Species of flowering plant

Schisandra pubinervis is a species of flowering plant in the family Schisandraceae. It is a climbing plant with woody vines, papery leaves, and yellow flowers. The species is native to south-central China.

Schisandra pubinervis was described in 1913.

==Taxonomy==
Schisandra pubinervis was described in 1913, by Alfred Rehder and Ernest Henry Wilson. It was initially placed as a variety of Schisandra sphenanthera. In 1947, Albert Charles Smith described it as a variety of Schisandra pubescens.

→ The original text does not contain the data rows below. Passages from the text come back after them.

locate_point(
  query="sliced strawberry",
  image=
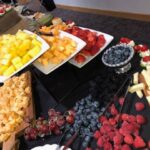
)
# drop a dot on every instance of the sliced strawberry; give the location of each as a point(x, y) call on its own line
point(143, 48)
point(100, 41)
point(85, 52)
point(137, 48)
point(146, 58)
point(94, 50)
point(80, 58)
point(125, 40)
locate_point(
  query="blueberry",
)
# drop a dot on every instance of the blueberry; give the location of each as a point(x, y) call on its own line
point(85, 144)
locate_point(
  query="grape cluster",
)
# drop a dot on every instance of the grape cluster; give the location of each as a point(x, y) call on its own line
point(86, 119)
point(42, 127)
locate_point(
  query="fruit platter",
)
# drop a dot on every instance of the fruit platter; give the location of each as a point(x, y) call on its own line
point(17, 57)
point(62, 48)
point(4, 8)
point(92, 108)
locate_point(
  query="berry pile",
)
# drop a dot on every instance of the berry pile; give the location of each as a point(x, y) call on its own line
point(42, 127)
point(120, 131)
point(86, 119)
point(93, 42)
point(117, 54)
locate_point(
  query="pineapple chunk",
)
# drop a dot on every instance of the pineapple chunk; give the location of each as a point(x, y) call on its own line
point(16, 60)
point(2, 69)
point(26, 58)
point(34, 51)
point(9, 71)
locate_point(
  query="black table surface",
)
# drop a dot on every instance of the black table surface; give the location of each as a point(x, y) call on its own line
point(70, 84)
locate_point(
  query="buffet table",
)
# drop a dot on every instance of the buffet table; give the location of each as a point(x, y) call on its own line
point(68, 84)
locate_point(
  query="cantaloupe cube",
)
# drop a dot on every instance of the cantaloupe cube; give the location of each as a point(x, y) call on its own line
point(9, 71)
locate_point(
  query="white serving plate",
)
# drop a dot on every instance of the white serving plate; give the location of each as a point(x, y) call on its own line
point(44, 48)
point(51, 67)
point(108, 39)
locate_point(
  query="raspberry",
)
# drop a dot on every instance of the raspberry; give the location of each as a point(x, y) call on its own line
point(139, 142)
point(139, 106)
point(97, 134)
point(112, 121)
point(102, 119)
point(148, 144)
point(108, 146)
point(113, 110)
point(100, 142)
point(125, 117)
point(111, 135)
point(121, 101)
point(128, 139)
point(118, 139)
point(107, 128)
point(88, 148)
point(132, 118)
point(140, 119)
point(125, 147)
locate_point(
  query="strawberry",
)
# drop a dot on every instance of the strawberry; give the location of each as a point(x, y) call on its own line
point(137, 48)
point(118, 139)
point(143, 48)
point(125, 147)
point(125, 117)
point(94, 50)
point(100, 41)
point(112, 121)
point(125, 40)
point(128, 139)
point(100, 142)
point(148, 144)
point(139, 142)
point(121, 100)
point(108, 146)
point(88, 148)
point(80, 58)
point(139, 106)
point(85, 52)
point(140, 119)
point(102, 119)
point(146, 58)
point(113, 110)
point(97, 134)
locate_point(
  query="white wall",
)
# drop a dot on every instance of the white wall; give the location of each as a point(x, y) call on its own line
point(132, 6)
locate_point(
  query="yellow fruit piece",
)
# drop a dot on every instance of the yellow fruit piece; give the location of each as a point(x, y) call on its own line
point(36, 43)
point(16, 60)
point(34, 51)
point(26, 58)
point(9, 71)
point(5, 61)
point(2, 69)
point(18, 65)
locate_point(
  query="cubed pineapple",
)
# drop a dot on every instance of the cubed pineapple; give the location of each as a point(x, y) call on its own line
point(18, 65)
point(34, 51)
point(36, 43)
point(9, 71)
point(2, 69)
point(16, 60)
point(26, 58)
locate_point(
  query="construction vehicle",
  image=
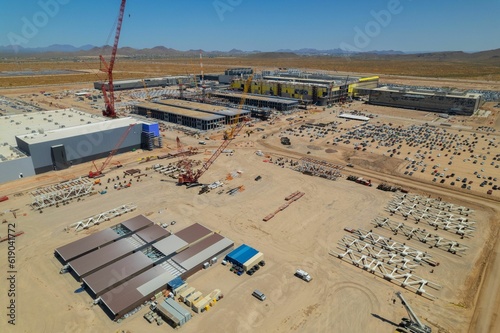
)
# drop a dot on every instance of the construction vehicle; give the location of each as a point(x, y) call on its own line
point(99, 171)
point(229, 133)
point(189, 177)
point(109, 99)
point(411, 324)
point(285, 141)
point(303, 275)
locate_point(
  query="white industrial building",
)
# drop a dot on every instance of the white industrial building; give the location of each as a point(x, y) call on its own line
point(33, 143)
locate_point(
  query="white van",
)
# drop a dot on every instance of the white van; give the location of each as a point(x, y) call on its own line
point(259, 294)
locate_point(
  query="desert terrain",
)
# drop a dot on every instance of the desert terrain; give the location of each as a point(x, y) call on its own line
point(341, 297)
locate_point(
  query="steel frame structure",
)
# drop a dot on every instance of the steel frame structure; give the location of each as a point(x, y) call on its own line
point(319, 168)
point(389, 251)
point(388, 272)
point(422, 235)
point(102, 217)
point(61, 193)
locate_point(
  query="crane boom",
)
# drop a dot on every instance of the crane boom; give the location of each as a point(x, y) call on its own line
point(188, 177)
point(109, 101)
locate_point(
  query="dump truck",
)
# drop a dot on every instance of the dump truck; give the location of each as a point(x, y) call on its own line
point(303, 275)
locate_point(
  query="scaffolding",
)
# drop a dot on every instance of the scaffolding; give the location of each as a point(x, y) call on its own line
point(319, 168)
point(102, 217)
point(61, 193)
point(386, 249)
point(437, 214)
point(388, 272)
point(422, 235)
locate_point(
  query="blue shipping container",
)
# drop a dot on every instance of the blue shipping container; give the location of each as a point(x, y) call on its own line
point(153, 127)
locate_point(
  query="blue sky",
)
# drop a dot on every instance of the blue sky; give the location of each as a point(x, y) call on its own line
point(362, 25)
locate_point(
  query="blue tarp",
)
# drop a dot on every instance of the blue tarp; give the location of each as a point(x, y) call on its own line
point(241, 255)
point(175, 283)
point(151, 128)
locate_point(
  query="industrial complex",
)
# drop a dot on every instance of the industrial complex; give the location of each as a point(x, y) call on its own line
point(35, 143)
point(453, 103)
point(147, 257)
point(253, 198)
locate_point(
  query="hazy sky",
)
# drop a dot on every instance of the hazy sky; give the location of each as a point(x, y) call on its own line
point(362, 25)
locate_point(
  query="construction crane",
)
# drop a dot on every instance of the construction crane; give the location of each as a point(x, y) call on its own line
point(108, 94)
point(229, 133)
point(189, 176)
point(411, 324)
point(148, 96)
point(99, 171)
point(346, 90)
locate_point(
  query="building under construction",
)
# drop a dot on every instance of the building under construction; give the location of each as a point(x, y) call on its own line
point(259, 101)
point(196, 115)
point(454, 103)
point(147, 83)
point(310, 88)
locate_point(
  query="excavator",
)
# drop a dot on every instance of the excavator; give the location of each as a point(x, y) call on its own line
point(411, 324)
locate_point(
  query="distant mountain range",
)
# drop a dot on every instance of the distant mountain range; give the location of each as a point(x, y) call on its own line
point(63, 50)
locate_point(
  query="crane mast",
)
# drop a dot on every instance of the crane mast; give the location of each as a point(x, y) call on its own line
point(109, 93)
point(190, 177)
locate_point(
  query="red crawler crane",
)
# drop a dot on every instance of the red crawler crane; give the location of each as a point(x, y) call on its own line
point(109, 101)
point(191, 177)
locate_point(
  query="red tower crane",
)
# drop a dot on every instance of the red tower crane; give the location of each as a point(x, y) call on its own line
point(98, 171)
point(191, 177)
point(109, 100)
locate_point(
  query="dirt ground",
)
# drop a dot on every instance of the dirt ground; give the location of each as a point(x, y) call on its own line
point(340, 298)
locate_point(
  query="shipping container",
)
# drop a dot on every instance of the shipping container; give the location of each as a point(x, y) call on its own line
point(192, 298)
point(186, 293)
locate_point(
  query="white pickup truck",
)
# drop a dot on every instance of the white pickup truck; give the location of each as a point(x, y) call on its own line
point(303, 275)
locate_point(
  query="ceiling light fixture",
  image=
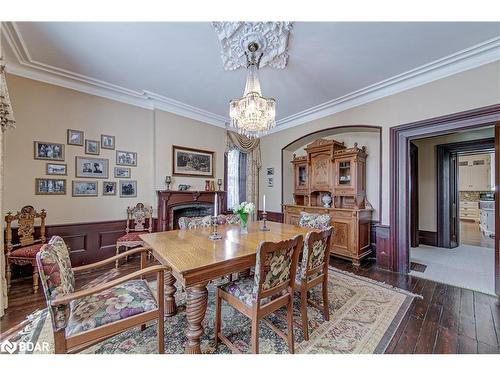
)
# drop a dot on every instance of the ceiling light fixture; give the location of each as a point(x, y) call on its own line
point(253, 115)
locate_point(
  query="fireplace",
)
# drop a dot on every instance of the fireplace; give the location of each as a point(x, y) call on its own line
point(190, 210)
point(174, 204)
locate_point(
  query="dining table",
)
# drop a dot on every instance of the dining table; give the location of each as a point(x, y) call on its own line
point(194, 260)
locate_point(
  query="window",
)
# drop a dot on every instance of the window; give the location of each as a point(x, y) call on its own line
point(236, 178)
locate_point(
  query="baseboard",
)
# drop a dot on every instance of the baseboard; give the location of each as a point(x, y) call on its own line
point(428, 238)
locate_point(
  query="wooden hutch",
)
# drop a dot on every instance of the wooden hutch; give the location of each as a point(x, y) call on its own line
point(332, 169)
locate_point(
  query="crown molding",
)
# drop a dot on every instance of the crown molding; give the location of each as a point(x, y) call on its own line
point(469, 58)
point(27, 67)
point(473, 57)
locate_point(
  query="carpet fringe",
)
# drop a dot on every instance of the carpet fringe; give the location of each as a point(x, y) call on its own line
point(380, 283)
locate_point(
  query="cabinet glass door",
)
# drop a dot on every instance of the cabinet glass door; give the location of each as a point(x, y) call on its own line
point(344, 176)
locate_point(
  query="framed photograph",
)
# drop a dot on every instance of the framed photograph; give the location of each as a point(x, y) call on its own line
point(92, 147)
point(58, 169)
point(75, 137)
point(50, 186)
point(84, 188)
point(127, 158)
point(91, 167)
point(128, 189)
point(108, 142)
point(49, 151)
point(122, 172)
point(192, 162)
point(109, 188)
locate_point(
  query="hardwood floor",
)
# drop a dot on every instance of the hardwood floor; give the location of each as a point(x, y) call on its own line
point(447, 320)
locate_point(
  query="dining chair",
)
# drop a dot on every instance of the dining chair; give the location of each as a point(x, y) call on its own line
point(314, 221)
point(85, 317)
point(139, 221)
point(268, 290)
point(313, 271)
point(22, 250)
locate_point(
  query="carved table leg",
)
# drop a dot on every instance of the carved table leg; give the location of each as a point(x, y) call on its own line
point(196, 306)
point(170, 289)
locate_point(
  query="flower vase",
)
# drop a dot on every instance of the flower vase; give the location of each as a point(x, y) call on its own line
point(243, 223)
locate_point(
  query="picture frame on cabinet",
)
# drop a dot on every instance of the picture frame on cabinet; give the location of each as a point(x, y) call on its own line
point(50, 186)
point(56, 169)
point(122, 172)
point(107, 142)
point(74, 137)
point(84, 188)
point(92, 147)
point(128, 188)
point(49, 151)
point(109, 188)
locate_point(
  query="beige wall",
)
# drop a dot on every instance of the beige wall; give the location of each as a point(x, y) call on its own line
point(427, 172)
point(44, 112)
point(370, 138)
point(471, 89)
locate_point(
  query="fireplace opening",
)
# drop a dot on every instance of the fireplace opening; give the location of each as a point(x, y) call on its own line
point(190, 210)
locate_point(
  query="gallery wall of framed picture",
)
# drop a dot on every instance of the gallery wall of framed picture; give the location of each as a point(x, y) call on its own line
point(88, 170)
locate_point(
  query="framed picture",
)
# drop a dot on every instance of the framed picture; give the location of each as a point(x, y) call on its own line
point(122, 172)
point(128, 189)
point(127, 158)
point(109, 188)
point(84, 188)
point(58, 169)
point(49, 151)
point(75, 137)
point(92, 147)
point(192, 162)
point(91, 167)
point(108, 142)
point(50, 186)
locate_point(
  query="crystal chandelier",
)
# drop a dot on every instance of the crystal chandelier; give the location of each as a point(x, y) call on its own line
point(253, 115)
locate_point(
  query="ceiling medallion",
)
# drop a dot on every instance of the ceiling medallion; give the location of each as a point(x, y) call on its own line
point(272, 38)
point(253, 115)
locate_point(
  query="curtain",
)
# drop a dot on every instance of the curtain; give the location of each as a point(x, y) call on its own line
point(6, 122)
point(250, 147)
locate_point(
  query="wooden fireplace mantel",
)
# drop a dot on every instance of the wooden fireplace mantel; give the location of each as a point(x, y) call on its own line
point(168, 199)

In 2000, Richard M.K. Saunders placed it as a distinct species.

Schisandra pubinervis forms a clade with Schisandra pubescens and Schisandra tomentella.

==Distribution==
Schisandra pubinervis is native to the temperate biome of south-central China (Sichuan to Hubei). The species grows in forests and thickets, at elevations of 1000-2000 m.

==Description==
Schisandra pubinervis is a climbing plant with woody vines. The leaf-bearing branches are elongated.

The leaves are papery, elliptical to ovate, 5-11 cm long, and 3-7 cm wide. The leaf stems are 1-4 cm long.

The flowers are solitary. The stems of male inflorescences are 2.8-5.2 cm long, and the stems of female inflorescences are 5-6 cm long. The male flowers have seven to eight tepals, and the female flowers have eight to ten tepals. The tepals are yellow. The largest tepals are 6.5-10 mm long, and 6.5-9 mm wide. The male flowers have fourteen to nineteen stamens, and the female flowers have thirty-six to fifty carpels. The plant flowers from June to July.

The fruit stems are 4-10 cm long. The plant fruits from July to August. The seeds are smooth or finely wrinkled.

Schisandra pubinervis resembles Schisandra sphenanthera.

==Nomenclature==
In Chinese, the species is known as 毛脈五味子 (mao mai wu wei zi).